In banking today, we’re seeing a seismic shift - big banks and tech players are moving their approach from products to services. Doing so offers more flexibility, faster go-to-market agility, and a better consumer experience.
“As-a-service” as we know it has already revolutionised software, platforms, transportation, music...the list goes on. But where it offers real value is in its ability to give anyone - customer support willing - to launch their own version of whatever has catalysed the serviceability of the product in question.
We’ve seen it in other industries: Spotify, for example, transformed listeners’ experience, making it easier access their favourite artist or song without having to purchase, download and store MP3s. Amazon Web Services and Microsoft Azure similarly have made dedicated servers obsolete, and companies like Salesforce and GoogleApps have made storage simple.
So, where does banking fit?
In 2018, the fact is that people are fed up traditional banking models. And this goes beyond a lack of trust. On the contrary, an Accenture survey from May this year found that, in the UK, consumer trust in their banks is the highest it’s been since 2012. But the decreasing reliance on physical bank branches has led many to reconsider their relationships with traditional providers, often opting for newer, fintech options.
This has posed an enormous challenge for the big banks, as well as a massive opportunity for others looking to step in and woo customers.
The effect of this is that players in other areas, such as supermarkets and telecom providers, have gotten in on the banking game. In 2016, O2 launched O2 Banking in Germany. Existing infrastructure allowed the telecom provider to take advantage of its massive 42 million customer base and provide financial services without the required infrastructure a traditional bank would need.
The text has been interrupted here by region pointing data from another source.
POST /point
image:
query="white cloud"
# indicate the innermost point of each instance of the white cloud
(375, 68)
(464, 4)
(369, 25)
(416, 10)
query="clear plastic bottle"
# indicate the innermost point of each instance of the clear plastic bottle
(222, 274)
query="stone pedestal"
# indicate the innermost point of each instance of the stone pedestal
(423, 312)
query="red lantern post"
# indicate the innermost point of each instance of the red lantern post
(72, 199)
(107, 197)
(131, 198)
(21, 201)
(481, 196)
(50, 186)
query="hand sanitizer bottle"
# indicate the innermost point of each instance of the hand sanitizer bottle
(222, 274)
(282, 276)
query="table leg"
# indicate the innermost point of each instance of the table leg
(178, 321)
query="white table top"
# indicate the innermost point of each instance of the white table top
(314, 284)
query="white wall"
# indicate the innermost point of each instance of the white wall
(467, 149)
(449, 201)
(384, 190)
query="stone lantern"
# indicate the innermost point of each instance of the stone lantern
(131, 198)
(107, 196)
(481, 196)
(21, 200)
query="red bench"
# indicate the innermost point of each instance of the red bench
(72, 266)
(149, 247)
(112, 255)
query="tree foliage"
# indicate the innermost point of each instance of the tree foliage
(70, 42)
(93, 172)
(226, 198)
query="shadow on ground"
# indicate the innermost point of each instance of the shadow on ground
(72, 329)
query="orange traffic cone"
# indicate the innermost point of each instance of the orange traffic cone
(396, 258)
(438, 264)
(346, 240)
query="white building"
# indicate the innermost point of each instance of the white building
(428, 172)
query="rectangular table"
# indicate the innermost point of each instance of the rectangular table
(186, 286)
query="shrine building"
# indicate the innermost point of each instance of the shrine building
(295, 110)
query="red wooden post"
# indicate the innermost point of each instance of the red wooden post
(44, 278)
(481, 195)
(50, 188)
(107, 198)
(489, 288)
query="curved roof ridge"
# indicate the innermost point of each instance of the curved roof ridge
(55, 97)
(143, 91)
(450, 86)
What’s powering this revolution? Ultimately, it’s software. While software development used to be difficult, today engineers have instant access to libraries of assets, ready to plug and play in in their programming. This enables developers to focus on differentiating their offering, rather than getting buried in the nitty-gritty details of operation.
Banking-as-a-Service means that, now, providers can offer more services, across audiences, whether B2C, B2B, or B2B2C. As BaaS, and the other “as-a-service” offerings continue to flourish, software will continue to play a crucial role in the building blocks of what’s on offer.
This new reality has brought with it new ways of thinking. For any company thinking of integrating banking services, an open mindset toward different and innovative technologies and partners will be necessary. With the growth of open banking, utilising and optimising APIs is now more important than ever to connect the underlying infrastructure that makes BaaS possible.
As BaaS providers partner with companies to create insta-banking with existing infrastructure, they’re then able to spend their time optimising where the most value can be added for customers.
The idea of Banking-as-a-Service will continue to drive innovation and empower businesses and tech providers as consumers continue to see and reap the benefits.